Beer geeks tweak promospeak
Tuesday, February 5, 2008
4:47 PM
While trying to
bone up on my beer knowledge before the big beer festival this weekend, I heard the term
cross drinker ridiculed on an old
Craft Beer Radio podcast.
With a little investigation I was able to find the
promotional copy they were commenting on:
Cross Drinking Without Social Stigma
What's hot in wine? Beer! Cross-drinking wine experts dare to declare that America's craft beers change the way wine drinkers think about malt beverages. Join this panel of talented tasters as they chuck their corks for brown-bottle fare and tell all about this latest beverage trend. Along the way, you'll get a first-hand glimpse into the palates and preferences of three of the food worlds' most savvy cross drinkers.
Cross drinking,
cross drinker... after you filter out all the bad search results, these terms hardly appear at all on the Internet. I was able to find only one other cite for this sense, in a
September 2002 user review at
beeradvocate.com.
Just as rare is another,
slightly older sense of
cross-drinking: "to drink a certain variety of wine with a food traditionally paired with a different variety."

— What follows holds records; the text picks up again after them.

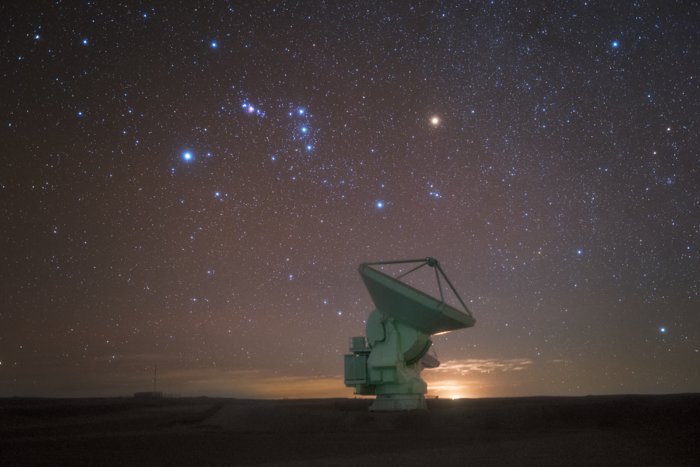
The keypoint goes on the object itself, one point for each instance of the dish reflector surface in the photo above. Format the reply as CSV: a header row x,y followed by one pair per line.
x,y
411,306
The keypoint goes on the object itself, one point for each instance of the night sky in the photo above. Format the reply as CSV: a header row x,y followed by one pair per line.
x,y
193,185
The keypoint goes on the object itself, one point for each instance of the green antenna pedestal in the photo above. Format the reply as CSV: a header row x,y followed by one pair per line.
x,y
388,362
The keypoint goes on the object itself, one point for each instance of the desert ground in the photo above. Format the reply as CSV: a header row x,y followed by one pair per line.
x,y
540,431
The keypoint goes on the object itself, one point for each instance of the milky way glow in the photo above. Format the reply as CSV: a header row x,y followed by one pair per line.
x,y
194,188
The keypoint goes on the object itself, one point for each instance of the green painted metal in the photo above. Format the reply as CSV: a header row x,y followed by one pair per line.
x,y
388,364
411,306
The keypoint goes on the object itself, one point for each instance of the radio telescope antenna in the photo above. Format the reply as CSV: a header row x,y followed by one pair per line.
x,y
387,363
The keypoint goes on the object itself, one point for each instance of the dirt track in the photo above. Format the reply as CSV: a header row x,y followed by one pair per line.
x,y
611,430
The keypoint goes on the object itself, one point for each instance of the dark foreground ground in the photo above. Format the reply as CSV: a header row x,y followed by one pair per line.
x,y
610,430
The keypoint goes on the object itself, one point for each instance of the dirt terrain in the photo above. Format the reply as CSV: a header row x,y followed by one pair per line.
x,y
605,430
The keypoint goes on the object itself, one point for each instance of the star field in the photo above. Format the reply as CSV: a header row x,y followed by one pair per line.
x,y
193,187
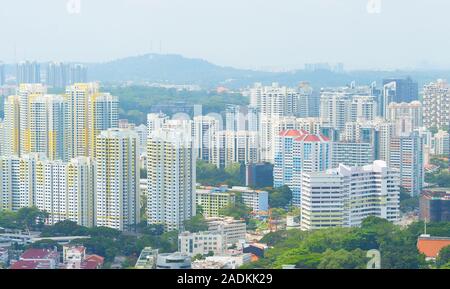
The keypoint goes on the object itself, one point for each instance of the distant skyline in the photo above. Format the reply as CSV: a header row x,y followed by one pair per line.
x,y
255,34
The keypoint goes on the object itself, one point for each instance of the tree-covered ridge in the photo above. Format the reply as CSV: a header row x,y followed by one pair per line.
x,y
136,101
345,248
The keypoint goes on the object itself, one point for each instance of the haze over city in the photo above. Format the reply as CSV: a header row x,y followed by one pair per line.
x,y
286,34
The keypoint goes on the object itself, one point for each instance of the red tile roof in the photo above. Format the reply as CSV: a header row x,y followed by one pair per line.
x,y
30,265
95,258
36,254
430,246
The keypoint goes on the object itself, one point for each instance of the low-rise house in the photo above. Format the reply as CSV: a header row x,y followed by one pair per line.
x,y
431,246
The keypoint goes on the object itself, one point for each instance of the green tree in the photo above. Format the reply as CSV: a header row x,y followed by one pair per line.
x,y
443,257
342,259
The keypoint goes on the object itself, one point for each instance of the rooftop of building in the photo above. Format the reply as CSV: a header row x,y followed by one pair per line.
x,y
437,194
30,265
431,246
36,254
303,135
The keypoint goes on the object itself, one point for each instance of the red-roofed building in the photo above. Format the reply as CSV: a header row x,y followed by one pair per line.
x,y
431,246
31,265
75,258
38,258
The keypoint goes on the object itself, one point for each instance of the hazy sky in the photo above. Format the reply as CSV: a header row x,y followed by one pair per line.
x,y
240,33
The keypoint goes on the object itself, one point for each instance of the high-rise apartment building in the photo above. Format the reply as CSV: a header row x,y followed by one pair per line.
x,y
405,116
405,89
436,105
27,92
407,156
28,72
46,124
205,132
88,112
117,180
441,143
2,74
235,147
297,152
353,154
59,75
171,175
64,190
345,196
11,126
338,108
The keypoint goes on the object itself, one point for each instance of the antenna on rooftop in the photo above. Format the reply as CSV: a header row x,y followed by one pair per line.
x,y
425,226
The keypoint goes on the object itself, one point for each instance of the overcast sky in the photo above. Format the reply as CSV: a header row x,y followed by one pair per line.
x,y
240,33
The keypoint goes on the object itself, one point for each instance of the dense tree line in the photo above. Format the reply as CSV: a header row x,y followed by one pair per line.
x,y
338,248
136,101
209,175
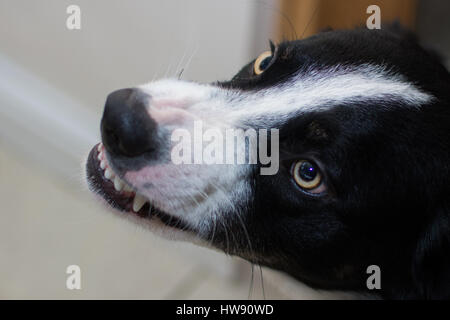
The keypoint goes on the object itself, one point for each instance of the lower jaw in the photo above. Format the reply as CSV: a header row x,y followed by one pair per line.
x,y
123,199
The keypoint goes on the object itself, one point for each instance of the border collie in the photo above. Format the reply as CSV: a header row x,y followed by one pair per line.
x,y
363,118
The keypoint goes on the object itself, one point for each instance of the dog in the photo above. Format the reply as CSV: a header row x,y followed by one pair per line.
x,y
363,124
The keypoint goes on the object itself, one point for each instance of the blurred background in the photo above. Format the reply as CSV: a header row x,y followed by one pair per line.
x,y
53,84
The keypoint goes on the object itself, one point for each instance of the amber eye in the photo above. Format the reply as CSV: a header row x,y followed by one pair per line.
x,y
262,62
307,175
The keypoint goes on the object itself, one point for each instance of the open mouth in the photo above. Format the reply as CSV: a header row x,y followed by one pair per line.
x,y
119,195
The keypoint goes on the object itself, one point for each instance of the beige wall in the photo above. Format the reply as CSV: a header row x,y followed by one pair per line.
x,y
53,83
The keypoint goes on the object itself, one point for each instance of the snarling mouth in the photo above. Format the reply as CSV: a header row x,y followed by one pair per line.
x,y
118,194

Both senses seem fairly transparent in context, and somewhat useful as jargon, so I'm a bit surprised that neither has caught on.
Perhaps the signified in both cases is too uncommon to warrant a signifier?
Alternately — if not for the guffaws of those beer cognesceti — I could even believe that one or both of these terms was in common usage but had somehow eluded Google's myriad tentacles.